The innovation was so successful that in 1987, as a result of a series of transactions, Hilton International merged with the British industrial group Ladbroke Group, whose main activity was just casinos, bookmakers, lotteries and sweepstakes. The association later became known as the Hilton Group.

The British gaming empire did not become the dominant division in the Hilton Group, but it certainly saved the hotel business during the most severe crisis associated with the main tragedy of the new century - the terrorist attacks in New York in September 2001. After them, for the entire global hotel business (as well as air passenger, tourism, and many others), the era of relative prosperity of the late 1990s was replaced by a period of decline. And for someone - and a complete collapse.

For some, but not for the Hilton Group, she once again demonstrated a rare insight, having managed to acquire a saving magic wand in the form of the mentioned gambling business. Because it quickly became clear that natural and man-made crises and catastrophes in society lead to the fact that people are less willing to travel, fly on planes and stay in hotels, but the craving for gambling in such times, on the contrary, only intensifies!

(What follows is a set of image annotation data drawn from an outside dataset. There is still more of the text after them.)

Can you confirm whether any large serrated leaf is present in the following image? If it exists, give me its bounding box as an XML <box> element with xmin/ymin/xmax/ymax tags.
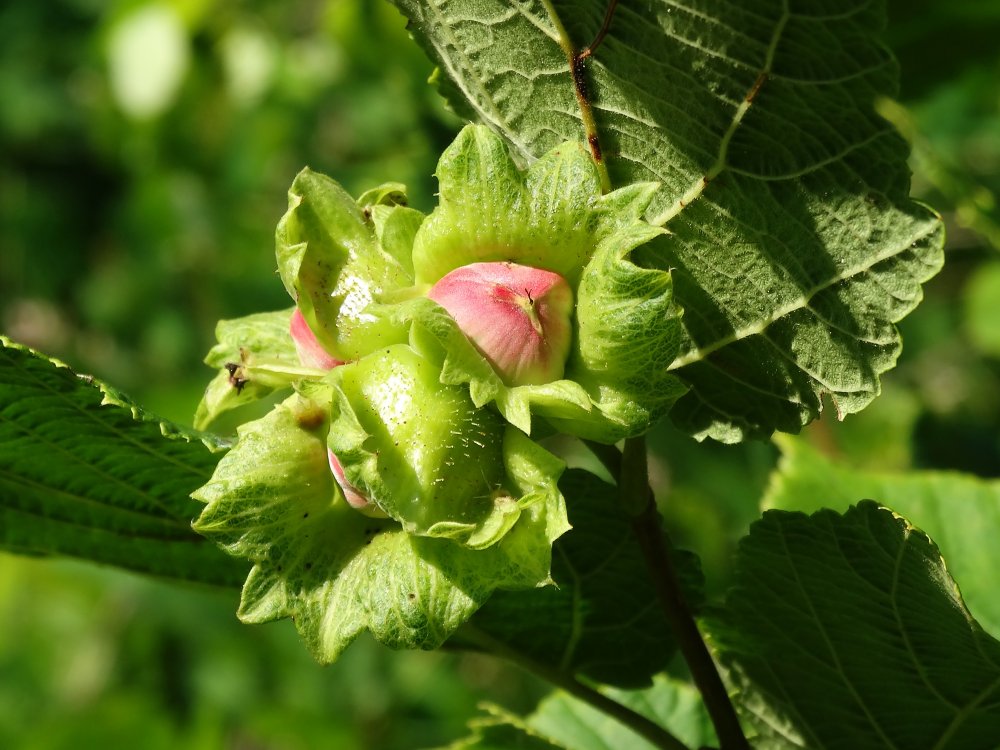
<box><xmin>395</xmin><ymin>0</ymin><xmax>942</xmax><ymax>442</ymax></box>
<box><xmin>472</xmin><ymin>469</ymin><xmax>702</xmax><ymax>687</ymax></box>
<box><xmin>762</xmin><ymin>437</ymin><xmax>1000</xmax><ymax>637</ymax></box>
<box><xmin>0</xmin><ymin>337</ymin><xmax>246</xmax><ymax>585</ymax></box>
<box><xmin>710</xmin><ymin>502</ymin><xmax>1000</xmax><ymax>750</ymax></box>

Which, in general, is natural - when everything is unstable in the world, there is a growing hope to increase one's well-being with the help of fortune.

In the first years of the new millennium, the Hilton Group's hospitality sector suffered losses, but profits from another division - gambling and betting - made it possible not only to cover them, but also to increase profits in 2003 by almost $ 2 million compared to the previous year. The Hilton Group's total sales in 2003 were approximately $16 billion, of which only 19% came from Hilton International's hotel division.